For patients failing first-line therapy, consider:

• Combining first-line treatments in the weeks before delivery 3
• High-dose methylprednisolone (1000 mg) possibly combined with IVIg or azathioprine 3
• Azathioprine is safe during pregnancy based on SLE and renal transplantation data, though response is slow 3
• Cyclosporin A has not been associated with significant maternal or fetal toxicity 3

Splenectomy considerations:

• Best performed in the second trimester if necessary 3
• May be performed laparoscopically, though technically difficult beyond 20 weeks' gestation 3
• Appropriate vaccination during or after pregnancy is required 3

Delivery Management

The mode of delivery should be determined by obstetric indications alone, not by maternal platelet count. 1 There is no evidence that cesarean section is safer for the thrombocytopenic fetus than uncomplicated vaginal delivery 3. The neonatal mortality rate for babies born to mothers with ITP is less than 1%, with intracranial hemorrhage occurring in only 0-1.5% of thrombocytopenic infants 3.

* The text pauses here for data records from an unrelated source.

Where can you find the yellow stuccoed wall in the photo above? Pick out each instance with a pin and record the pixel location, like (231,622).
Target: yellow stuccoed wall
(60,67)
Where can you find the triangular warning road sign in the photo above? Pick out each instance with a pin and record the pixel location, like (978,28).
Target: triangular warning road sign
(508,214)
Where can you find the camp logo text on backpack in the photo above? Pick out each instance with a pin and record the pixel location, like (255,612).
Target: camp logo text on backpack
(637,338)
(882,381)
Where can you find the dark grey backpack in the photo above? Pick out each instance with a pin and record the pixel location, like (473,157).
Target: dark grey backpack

Target platelet count at delivery:

• Aim for 100 × 10⁹/L at delivery 4
• 45% of pregnancies reach this target, while only 7% have platelets <50 × 10⁹/L at delivery 4

Prophylactic platelet transfusions are appropriate when:

• Platelets <10,000/μL with planned cesarean section 1
• Epistaxis or mucous membrane bleeding with expected vaginal delivery 1

Neonatal Management

Critical monitoring requirements:

• Check neonatal platelet count for 3-4 days after birth 1
• 28% of neonates have platelet counts <150 × 10⁹/L at birth, and 9% have counts <50 × 10⁹/L 2
• Nadir platelet counts typically occur at birth but may occur up to 6 days postnatally 2

Risk factors for neonatal thrombocytopenia:

• Maternal platelets <20 × 10⁹/L during pregnancy confer five-fold increased risk 4
• Prior neonatal thrombocytopenia confers eight-fold increased risk 4

Treatment indications:

• Consider brain imaging if platelet count at birth is <20,000/μL 1
• IVIg is appropriate if infant's platelets <20,000/μL without evidence of intracranial hemorrhage 1

Critical Pitfalls to Avoid

Do not perform fetal blood sampling by cordocentesis - it carries a 1-2% fetal mortality risk, at least as high as the risk of intracranial hemorrhage 3. Fetal or neonatal platelet count cannot be reliably predicted by maternal platelet count, platelet antibody levels, or history of maternal splenectomy 3.

Antiplatelet antibody testing has no value in routine diagnosis. 1

Most hemorrhagic events in neonates occur 24-48 hours after delivery at the nadir of the platelet count, not during delivery itself 3.